The marginal value theorem (MVT) is an optimality model that usually describes the behavior of an optimally foraging individual in a system where resources (often food) are located in discrete patches separated by areas with no resources. Due to the resource-free space, animals must spend time traveling between patches. The MVT can also be applied to other situations in which organisms face diminishing returns.

The MVT was first proposed by Eric Charnov in 1976. In his original formulation: "The predator should leave the patch it is presently in when the marginal capture rate in the patch drops to the average capture rate for the habitat."

All animals must forage for food in order to meet their energetic needs, but doing so is energetically costly. It is assumed that evolution by natural selection results in animals utilizing the most economic and efficient strategy to balance energy gain and consumption. The Marginal Value Theorem is an optimality model that describes the strategy that maximizes gain per unit time in systems where resources, and thus rate of returns, decrease with time. The model weighs benefits and costs and is used to predict giving up time and giving up density. Giving up time (GUT) is the interval of time between when the animal last feeds and when it leaves the patch. Giving up density (GUD) is the food density within a patch when the animal will choose to move on to other food patches.
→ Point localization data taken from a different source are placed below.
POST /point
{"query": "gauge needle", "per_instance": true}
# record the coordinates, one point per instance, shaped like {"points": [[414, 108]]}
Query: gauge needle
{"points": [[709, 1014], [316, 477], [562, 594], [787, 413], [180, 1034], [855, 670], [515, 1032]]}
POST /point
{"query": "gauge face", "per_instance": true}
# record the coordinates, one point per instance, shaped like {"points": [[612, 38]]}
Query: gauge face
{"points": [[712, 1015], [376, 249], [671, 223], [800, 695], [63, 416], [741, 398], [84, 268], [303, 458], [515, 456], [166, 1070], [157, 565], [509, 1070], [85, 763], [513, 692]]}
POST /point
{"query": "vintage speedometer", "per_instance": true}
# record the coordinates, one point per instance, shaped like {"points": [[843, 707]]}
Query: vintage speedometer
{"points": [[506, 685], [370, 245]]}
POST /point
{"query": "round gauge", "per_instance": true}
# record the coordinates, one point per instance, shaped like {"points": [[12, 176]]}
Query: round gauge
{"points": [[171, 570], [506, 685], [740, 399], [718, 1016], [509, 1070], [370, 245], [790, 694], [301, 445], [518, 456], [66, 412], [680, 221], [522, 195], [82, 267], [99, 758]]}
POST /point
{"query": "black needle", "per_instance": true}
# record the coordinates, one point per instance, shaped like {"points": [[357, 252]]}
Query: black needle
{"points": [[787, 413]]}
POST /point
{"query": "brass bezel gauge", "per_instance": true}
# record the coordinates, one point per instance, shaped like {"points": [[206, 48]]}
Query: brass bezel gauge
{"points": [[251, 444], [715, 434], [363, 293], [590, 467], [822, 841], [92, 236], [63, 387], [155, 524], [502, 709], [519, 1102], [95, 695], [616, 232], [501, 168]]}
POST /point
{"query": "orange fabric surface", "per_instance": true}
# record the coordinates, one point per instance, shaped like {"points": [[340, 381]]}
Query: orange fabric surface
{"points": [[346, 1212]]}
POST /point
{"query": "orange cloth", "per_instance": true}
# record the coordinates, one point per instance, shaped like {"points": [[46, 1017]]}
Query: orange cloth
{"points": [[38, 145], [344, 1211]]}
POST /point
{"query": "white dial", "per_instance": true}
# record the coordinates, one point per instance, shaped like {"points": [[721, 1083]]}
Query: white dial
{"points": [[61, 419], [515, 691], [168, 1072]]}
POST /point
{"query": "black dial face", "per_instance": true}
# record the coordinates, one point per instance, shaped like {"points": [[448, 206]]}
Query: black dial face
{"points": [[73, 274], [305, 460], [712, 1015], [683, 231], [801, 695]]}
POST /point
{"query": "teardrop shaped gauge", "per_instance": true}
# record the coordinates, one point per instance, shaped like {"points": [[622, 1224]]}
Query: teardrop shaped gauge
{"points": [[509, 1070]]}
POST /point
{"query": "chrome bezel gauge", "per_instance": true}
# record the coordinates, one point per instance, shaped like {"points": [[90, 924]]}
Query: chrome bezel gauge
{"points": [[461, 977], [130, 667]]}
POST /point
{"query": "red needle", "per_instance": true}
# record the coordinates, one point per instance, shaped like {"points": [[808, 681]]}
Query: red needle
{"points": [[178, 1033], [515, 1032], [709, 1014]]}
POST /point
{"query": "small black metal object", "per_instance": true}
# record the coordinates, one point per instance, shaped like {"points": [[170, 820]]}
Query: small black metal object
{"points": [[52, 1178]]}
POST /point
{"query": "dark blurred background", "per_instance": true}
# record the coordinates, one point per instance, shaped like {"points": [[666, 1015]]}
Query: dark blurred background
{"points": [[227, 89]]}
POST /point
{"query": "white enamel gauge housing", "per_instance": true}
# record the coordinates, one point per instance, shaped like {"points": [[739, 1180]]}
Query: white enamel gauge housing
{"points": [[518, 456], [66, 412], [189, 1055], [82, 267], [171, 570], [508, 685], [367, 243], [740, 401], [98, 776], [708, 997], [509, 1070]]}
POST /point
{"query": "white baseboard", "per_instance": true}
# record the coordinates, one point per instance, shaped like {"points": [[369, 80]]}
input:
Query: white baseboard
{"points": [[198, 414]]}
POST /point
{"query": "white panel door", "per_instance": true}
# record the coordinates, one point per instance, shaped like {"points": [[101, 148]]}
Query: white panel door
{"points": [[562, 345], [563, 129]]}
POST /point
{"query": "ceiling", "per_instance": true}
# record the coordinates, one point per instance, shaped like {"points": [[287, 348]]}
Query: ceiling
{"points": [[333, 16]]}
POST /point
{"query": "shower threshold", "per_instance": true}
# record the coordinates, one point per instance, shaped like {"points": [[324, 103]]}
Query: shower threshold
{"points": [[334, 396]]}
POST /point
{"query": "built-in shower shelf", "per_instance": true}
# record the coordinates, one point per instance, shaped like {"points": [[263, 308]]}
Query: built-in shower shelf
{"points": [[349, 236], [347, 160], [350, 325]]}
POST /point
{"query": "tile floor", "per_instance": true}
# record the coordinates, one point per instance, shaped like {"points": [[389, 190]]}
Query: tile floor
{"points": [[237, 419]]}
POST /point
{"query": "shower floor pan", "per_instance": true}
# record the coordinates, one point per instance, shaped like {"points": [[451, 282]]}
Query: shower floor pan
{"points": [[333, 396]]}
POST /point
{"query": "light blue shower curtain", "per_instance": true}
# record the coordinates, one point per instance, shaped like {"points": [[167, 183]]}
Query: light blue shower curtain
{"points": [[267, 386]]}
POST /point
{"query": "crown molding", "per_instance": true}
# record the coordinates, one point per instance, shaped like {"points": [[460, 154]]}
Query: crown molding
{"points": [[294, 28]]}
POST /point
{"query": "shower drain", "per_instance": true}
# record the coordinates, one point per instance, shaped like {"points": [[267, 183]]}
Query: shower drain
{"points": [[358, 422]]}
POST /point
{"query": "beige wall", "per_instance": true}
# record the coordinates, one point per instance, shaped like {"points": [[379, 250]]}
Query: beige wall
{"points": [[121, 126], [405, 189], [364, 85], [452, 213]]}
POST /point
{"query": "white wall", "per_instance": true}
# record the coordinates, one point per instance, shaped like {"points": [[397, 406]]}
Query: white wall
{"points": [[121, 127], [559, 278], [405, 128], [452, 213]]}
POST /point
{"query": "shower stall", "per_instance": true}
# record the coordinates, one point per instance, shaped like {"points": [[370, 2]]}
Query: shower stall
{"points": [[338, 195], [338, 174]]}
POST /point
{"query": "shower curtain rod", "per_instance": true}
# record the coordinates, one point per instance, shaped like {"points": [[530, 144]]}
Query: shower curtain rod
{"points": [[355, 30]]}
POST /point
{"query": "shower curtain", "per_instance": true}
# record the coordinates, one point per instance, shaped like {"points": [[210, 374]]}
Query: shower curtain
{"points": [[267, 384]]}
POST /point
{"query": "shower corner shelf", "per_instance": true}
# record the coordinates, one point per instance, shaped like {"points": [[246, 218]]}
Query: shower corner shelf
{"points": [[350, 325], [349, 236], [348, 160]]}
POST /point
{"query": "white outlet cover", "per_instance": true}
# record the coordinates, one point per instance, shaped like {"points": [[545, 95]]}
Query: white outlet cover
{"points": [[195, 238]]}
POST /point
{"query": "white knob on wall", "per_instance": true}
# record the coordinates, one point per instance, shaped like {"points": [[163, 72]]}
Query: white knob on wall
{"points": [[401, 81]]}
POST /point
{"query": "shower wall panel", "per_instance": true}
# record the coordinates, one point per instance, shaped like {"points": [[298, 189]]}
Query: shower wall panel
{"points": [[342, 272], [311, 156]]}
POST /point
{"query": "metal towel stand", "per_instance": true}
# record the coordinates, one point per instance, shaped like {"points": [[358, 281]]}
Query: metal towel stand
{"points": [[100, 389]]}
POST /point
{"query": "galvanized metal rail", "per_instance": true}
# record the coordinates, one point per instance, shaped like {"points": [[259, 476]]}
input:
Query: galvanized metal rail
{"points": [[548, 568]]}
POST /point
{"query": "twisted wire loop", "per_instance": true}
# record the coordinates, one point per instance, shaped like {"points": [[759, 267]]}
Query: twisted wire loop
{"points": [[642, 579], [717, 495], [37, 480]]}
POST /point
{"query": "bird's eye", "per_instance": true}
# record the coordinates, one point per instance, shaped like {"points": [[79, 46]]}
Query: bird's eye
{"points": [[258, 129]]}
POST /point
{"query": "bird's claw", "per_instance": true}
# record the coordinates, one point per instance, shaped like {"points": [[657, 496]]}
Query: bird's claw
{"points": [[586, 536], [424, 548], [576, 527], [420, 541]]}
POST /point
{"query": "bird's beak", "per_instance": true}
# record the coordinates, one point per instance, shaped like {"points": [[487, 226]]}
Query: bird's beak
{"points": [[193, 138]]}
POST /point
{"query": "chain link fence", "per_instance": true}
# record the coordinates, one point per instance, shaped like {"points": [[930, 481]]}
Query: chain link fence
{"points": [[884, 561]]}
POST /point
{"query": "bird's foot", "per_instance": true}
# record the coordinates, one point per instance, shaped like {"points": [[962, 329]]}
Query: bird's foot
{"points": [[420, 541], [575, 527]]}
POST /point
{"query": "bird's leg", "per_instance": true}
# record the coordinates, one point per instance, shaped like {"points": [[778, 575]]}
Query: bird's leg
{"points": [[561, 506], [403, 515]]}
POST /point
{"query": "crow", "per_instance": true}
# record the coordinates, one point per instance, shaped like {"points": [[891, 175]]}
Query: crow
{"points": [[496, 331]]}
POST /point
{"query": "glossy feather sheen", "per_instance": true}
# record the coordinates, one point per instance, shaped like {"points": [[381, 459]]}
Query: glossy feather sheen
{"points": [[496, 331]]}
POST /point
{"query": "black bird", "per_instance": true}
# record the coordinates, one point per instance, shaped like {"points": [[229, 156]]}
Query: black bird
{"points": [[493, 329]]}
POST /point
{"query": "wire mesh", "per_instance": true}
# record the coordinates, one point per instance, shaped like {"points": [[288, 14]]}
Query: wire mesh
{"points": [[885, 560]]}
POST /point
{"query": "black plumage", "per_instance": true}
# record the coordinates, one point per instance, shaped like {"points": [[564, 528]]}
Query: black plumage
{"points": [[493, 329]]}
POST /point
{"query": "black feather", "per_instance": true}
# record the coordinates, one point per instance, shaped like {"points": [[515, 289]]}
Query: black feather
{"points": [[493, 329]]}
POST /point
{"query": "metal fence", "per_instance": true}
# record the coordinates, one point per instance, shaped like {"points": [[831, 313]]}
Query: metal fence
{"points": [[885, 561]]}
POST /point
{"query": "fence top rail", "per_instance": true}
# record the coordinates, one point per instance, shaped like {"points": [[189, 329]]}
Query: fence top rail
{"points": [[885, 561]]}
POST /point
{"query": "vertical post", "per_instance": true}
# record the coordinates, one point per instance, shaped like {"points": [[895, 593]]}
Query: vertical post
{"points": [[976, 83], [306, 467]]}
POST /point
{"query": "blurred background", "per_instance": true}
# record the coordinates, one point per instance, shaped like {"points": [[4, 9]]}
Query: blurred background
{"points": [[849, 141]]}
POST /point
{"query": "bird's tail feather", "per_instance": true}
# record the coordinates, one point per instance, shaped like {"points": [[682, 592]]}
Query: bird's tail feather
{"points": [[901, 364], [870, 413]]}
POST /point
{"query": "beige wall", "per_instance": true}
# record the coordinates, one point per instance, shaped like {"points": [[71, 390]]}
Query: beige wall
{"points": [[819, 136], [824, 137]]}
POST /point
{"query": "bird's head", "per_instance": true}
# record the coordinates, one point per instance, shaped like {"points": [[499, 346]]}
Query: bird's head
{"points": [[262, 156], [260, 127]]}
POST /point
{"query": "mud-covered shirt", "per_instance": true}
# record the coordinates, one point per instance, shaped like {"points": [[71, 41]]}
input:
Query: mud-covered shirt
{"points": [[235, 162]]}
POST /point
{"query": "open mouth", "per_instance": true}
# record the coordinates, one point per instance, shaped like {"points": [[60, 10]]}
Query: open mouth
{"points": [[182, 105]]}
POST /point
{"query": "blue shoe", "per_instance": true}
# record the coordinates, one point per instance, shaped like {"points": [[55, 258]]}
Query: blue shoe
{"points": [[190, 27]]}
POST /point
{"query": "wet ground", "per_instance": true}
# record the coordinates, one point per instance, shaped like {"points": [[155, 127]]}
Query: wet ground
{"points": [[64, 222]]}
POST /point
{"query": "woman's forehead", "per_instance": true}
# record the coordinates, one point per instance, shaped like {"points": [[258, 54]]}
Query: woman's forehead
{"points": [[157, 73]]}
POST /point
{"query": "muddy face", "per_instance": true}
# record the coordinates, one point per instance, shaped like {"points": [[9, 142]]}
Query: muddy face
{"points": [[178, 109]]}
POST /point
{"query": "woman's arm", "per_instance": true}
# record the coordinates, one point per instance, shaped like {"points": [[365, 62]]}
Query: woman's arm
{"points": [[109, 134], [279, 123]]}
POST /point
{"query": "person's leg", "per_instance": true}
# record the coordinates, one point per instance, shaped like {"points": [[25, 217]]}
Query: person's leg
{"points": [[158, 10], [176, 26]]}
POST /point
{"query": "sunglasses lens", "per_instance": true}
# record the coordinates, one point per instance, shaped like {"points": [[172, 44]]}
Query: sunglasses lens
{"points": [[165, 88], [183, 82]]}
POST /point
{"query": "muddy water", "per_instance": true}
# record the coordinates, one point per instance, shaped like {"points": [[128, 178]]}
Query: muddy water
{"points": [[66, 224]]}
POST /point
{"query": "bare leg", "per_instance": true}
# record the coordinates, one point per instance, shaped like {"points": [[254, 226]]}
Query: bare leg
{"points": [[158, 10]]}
When an animal is foraging in a system where food sources are patchily distributed, the MVT can be used to predict how much time an individual will spend searching for a particular patch before moving on to a new one. In general, individuals will stay longer if (1) patches are farther apart and thus there is a higher cost of travel or (2) current patches are rich in resources.

As animals forage in patchy systems, they balance resource intake, traveling time, and foraging time. Resource intake within a patch diminishes with time, as shown by the solid curve in the graph to the right. The curve follows this pattern because resource intake is initially very fast, but slows as the resource is depleted. Traveling time is shown by the distance from the leftmost vertical dotted line to the y-axis. Optimal foraging time is modeled by connecting this point on the x-axis tangentially to the resource intake curve. Doing so maximizes the ratio between resource intake and time spent foraging and traveling.

At the extremes of the loading curve, animals spend too much time traveling for a small payoff, or they search too long in a given patch for an ineffective load. The MVT identifies the best possible intermediate between these extremes.

A common illustration of the MVT is apple picking in humans. When one first arrives at a new apple tree, the number of apples picked per minute is high, but it rapidly decreases as the lowest-hanging fruits are depleted. Strategies in which too few apples are picked from each tree or where each tree is exhausted are suboptimal because they result, respectively, in time lost travelling among trees or picking the hard to find last few apples from a tree. The optimal time spent picking apples in each tree is thus a compromise between these two strategies, which can be quantitatively found using the MVT.